Last year, in an interview with Russia Today (http://rt.com/Top_News/2009-08-20/afghanistan-us-drug-trafficking.html), a former Russian military Commander, Mahmut Gareev, said the US was not going to stop the production of drugs in Afghanistan as it covered the costs of their military presence there.
"Actually, they (the US and NATO troops) themselves admit that if drugs were smuggled past them, they wouldn't interfere. Why? …. Americans themselves admit that drugs are often transported out of Afghanistan on American planes. Drug trafficking in Afghanistan brings them about 50 billion dollars a year — which fully covers the expenses tied to keeping their troops there."
The allegations that drug money was being used for political purposes are not new. During the Soviet occupation of Afghanistan, the CIA is said to have helped Afghan drug lords such as Hezb-e-Islami leader Gulbuddin Hekmatiyar to raise funds for the resistance through the sale of heroin.
In the 1980s, a US Senate report compiled by a committee headed by Senator John Kerry, concluded that US State Department officials got involved in drug trafficking to help Nicaragua's right wing Contra rebels who were fighting the socialist Sandinista regime.
Investigative journalist Gary Webb in a series of articles to the San Jose Mercury News wrote that the CIA facilitated Nicaraguans linked to the Contra rebels to raise funds for the movement by smuggling into and selling cocaine in Los Angeles.
The CIA's link with Panamanian strongman, Gen. Manuel Noriega, a well-known drug baron in Central America, was another black mark in the organization's record.
Noriega, as the head of the government of Panama, had been assisting the Contra rebels at the request of the US. In return the CIA allowed him to continue his drug business. When the US Drug Enforcement Authority tried to indict Noriega in 1971, the CIA which was then headed by George H. Bush, who later became the US president, prevented it.
When a US aircraft was shot down over Nicaragua by the Sandinistas in 1986, the documents the pilot was carrying exposed the CIA's connection with Noriega. It finally led to the arrest and the imprisonment of Noriega.

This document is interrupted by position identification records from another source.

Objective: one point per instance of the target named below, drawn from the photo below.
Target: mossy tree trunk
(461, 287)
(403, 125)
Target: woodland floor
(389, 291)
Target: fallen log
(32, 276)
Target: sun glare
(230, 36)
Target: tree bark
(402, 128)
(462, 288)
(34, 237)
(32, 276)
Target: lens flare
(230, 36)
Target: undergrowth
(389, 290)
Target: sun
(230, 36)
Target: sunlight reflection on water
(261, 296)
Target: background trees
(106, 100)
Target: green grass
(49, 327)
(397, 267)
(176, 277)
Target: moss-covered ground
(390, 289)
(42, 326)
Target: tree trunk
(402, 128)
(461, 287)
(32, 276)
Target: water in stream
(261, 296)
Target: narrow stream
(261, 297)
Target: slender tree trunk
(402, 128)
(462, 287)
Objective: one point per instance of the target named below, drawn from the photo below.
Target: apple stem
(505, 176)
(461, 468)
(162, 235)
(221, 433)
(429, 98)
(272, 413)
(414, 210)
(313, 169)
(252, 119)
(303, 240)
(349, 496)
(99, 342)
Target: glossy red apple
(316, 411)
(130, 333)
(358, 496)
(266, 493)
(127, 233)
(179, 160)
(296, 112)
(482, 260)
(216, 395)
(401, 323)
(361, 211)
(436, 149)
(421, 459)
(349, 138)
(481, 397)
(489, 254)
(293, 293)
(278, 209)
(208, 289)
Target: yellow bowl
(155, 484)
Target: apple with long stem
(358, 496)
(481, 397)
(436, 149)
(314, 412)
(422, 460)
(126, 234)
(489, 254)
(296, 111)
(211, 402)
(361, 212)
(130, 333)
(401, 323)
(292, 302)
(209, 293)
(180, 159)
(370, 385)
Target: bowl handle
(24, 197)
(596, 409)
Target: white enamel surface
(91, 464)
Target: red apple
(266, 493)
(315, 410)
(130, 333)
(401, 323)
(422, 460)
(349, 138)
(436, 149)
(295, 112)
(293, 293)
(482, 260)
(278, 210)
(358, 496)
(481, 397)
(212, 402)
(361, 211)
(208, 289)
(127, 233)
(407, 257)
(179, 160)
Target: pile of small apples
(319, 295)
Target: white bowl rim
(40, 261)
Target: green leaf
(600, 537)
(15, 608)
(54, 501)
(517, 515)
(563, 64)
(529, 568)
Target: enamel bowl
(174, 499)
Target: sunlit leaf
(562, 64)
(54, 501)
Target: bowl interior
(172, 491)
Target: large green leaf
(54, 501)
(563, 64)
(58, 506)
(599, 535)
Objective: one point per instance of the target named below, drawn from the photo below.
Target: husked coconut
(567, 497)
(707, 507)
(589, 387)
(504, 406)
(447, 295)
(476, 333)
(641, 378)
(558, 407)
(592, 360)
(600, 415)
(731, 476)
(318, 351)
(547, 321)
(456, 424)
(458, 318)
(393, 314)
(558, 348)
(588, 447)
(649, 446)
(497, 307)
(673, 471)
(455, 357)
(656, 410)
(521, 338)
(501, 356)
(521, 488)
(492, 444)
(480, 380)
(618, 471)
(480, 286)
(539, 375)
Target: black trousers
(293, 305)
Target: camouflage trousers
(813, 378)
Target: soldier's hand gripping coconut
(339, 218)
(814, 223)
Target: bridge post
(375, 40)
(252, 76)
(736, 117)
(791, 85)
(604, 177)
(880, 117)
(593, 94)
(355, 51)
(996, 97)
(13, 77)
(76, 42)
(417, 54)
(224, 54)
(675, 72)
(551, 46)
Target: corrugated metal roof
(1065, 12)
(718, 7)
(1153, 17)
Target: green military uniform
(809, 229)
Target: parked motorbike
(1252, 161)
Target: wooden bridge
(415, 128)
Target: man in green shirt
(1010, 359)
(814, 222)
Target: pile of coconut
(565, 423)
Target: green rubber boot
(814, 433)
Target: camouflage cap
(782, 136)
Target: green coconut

Coming back to Russia's drug problem, much of Afghanistan's heroin, incidentally, reaches Russia through Kyrgyzstan's Osh district, which this week saw bloody ethnic clashes in which hundreds were killed. Was it a coincidence that the clashes were started by rival drug mafias and allowed to assume ethnic proportions? Kyrgyzstan is the only Central Asian country that houses a US base and a Russian base. The pro-Moscow Kyrgyz interim government called on Russia to send in troops to restore order. But Russia declined, though it offered some logistical help. Tension in the region is good news for Afghan drug lords and also the Taliban who also depend on drug money.